In this prenuptial agreement, demand that before any custody decisions are even discussed you must both go through a psychological exam, and that you both agree that custody shall be determined by an impartial therapist who will make the decision based on what is best for the child.
“But James,” you may ask, “what if my fiancé refuses to sign a prenup?” Dump them. I’m not kidding - dump them now. If the person you plan to marry refuses to sign a piece of paper that will protect you from their wrath, that means that somewhere in the back of their minds they’re thinking, “You better treat me right, because I will bury you in court if you don’t.” Dump them. No joke.
A final note about Baldwin: He does address, in his book, the incident where he phoned his daughter and left that horrible voice mail for her.
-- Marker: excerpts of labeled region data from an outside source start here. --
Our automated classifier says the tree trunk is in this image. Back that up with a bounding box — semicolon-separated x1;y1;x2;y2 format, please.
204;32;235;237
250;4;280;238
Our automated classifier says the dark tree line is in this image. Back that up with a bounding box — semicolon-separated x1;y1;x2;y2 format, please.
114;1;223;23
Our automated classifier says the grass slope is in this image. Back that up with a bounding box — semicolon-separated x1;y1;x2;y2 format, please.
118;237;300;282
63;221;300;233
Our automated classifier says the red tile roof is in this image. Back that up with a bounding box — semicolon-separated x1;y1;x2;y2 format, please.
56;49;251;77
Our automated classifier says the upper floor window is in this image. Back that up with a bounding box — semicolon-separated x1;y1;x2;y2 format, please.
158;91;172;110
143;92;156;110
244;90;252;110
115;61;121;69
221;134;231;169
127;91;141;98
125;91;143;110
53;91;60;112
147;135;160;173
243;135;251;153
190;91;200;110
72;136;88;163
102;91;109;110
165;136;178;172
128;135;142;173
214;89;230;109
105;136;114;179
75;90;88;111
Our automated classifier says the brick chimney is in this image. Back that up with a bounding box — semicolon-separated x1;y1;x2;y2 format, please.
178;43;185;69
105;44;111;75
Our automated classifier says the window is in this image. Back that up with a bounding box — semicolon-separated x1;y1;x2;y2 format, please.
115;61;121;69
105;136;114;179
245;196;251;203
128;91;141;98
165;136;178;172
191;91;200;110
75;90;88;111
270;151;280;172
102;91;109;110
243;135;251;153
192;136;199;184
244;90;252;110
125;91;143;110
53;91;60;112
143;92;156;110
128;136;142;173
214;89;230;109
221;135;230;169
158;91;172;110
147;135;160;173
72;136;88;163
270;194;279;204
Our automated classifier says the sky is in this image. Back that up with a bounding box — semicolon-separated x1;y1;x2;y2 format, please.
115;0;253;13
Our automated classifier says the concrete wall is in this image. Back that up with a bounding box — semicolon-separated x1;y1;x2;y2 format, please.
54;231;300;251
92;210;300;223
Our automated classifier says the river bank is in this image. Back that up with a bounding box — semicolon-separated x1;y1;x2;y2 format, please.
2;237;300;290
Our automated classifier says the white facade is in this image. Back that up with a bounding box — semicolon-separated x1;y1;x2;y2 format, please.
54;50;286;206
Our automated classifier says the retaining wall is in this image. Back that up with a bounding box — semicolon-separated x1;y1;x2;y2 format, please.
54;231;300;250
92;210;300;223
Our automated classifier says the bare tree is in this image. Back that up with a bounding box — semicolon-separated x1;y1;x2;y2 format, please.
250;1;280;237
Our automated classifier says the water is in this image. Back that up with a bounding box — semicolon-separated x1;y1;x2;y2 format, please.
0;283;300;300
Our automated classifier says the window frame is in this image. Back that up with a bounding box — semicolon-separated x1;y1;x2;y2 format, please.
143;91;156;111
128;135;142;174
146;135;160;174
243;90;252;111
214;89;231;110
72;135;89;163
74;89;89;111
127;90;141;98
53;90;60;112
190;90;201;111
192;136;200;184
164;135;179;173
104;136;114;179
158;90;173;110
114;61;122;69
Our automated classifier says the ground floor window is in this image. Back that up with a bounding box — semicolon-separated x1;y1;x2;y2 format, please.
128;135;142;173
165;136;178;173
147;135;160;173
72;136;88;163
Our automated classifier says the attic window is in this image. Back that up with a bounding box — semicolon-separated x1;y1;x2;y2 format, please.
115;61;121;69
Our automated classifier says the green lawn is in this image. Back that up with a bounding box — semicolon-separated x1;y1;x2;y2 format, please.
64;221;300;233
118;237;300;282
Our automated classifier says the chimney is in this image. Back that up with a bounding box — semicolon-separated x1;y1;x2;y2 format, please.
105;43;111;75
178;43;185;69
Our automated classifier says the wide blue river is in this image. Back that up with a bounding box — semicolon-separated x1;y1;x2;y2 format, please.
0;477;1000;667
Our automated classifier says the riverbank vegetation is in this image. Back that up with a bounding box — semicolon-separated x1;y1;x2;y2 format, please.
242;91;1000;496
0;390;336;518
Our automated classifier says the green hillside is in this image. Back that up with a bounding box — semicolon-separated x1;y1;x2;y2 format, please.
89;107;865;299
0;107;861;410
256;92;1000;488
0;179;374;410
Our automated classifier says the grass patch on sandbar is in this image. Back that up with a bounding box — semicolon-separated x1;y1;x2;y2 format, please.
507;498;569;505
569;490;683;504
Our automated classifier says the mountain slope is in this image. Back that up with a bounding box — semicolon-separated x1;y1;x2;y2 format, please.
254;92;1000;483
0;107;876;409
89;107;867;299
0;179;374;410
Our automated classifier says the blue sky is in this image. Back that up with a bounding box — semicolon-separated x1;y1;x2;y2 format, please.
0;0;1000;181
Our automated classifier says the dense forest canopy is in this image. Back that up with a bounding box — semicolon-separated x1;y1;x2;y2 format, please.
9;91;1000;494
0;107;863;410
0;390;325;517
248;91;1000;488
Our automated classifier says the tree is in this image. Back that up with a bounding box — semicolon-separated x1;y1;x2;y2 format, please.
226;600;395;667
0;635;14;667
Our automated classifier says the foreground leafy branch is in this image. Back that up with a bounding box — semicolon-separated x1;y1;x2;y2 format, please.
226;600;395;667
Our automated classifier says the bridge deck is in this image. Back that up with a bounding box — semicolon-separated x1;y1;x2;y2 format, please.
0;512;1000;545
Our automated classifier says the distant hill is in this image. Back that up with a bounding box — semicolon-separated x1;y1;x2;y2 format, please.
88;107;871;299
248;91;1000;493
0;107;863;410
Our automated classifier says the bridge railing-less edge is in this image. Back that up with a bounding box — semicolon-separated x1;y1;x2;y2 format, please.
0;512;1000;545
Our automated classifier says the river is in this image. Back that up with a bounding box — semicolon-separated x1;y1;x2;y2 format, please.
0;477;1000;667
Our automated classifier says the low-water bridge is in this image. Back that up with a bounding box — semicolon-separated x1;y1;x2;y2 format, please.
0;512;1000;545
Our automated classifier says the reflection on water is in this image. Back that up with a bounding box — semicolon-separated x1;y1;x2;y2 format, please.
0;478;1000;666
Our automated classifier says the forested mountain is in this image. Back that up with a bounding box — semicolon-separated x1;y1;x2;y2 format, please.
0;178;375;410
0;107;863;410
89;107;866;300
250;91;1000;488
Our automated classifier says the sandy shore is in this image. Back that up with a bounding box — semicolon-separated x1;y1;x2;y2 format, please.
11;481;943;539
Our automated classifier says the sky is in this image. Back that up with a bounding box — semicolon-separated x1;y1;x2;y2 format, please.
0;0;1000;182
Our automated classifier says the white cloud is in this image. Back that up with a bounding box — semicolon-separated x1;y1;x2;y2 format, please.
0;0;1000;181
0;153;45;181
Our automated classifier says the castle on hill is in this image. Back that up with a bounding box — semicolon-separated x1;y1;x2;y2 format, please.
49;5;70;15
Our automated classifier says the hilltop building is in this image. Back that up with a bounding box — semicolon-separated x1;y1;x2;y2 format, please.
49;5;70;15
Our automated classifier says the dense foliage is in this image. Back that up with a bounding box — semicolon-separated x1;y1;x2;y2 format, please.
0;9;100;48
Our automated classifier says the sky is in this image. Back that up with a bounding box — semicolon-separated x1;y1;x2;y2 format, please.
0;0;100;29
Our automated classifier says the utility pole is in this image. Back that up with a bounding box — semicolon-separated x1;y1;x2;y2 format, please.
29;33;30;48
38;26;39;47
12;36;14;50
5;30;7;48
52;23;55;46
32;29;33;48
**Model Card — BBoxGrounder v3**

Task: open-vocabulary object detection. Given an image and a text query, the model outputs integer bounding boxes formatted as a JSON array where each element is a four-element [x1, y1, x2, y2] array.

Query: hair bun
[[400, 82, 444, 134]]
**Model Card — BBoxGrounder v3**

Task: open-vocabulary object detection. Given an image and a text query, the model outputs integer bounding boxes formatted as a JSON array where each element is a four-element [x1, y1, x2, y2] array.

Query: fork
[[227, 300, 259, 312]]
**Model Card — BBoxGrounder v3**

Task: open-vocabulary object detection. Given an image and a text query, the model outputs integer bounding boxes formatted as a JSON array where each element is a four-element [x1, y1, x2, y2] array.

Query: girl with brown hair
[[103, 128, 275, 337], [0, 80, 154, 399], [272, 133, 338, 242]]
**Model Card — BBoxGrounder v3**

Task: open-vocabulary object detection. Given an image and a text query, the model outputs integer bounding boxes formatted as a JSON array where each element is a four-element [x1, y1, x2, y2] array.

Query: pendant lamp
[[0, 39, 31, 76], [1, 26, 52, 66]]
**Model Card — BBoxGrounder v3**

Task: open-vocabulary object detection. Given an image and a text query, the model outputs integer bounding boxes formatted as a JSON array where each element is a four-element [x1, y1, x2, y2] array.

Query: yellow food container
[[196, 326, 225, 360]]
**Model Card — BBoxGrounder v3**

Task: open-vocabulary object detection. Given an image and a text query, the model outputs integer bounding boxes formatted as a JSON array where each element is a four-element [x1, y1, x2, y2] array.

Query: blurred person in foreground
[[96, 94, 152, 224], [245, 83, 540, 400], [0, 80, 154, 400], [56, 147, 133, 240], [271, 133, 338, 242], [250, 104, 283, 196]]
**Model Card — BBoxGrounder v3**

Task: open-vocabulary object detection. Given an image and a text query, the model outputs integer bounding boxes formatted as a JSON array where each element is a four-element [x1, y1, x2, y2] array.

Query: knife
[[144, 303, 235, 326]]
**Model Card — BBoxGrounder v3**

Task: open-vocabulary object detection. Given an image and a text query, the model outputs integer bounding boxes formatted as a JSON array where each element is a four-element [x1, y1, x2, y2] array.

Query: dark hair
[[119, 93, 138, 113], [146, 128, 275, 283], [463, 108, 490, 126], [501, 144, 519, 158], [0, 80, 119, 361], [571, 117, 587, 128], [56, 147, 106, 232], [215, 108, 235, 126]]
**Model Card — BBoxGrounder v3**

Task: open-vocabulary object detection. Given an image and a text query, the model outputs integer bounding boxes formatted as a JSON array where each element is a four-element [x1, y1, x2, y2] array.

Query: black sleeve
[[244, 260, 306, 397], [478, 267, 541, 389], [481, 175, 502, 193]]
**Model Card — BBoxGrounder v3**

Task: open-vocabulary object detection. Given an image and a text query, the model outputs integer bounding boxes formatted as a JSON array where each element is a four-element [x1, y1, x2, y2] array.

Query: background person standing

He takes responsibility for that. He says it was born out of frustration. He was supposed to have phone access to his daughter, but his ex-wife would simply turn off the phone. After ten days without talking to his child, he snapped. He wasn’t really angry at her, he was angry at his ex and he took out that frustration on the wrong person.
Was Alec Baldwin wrong to lose his temper at his child? Yes. But I’ve lost my temper at my kids. There isn’t a parent alive who hasn’t said something horrible to their child and regretted it. Most parents don’t have to deal with that mistake being leaked to TMZ by their ex-spouse. How would you feel if the whole world saw you on your worst day?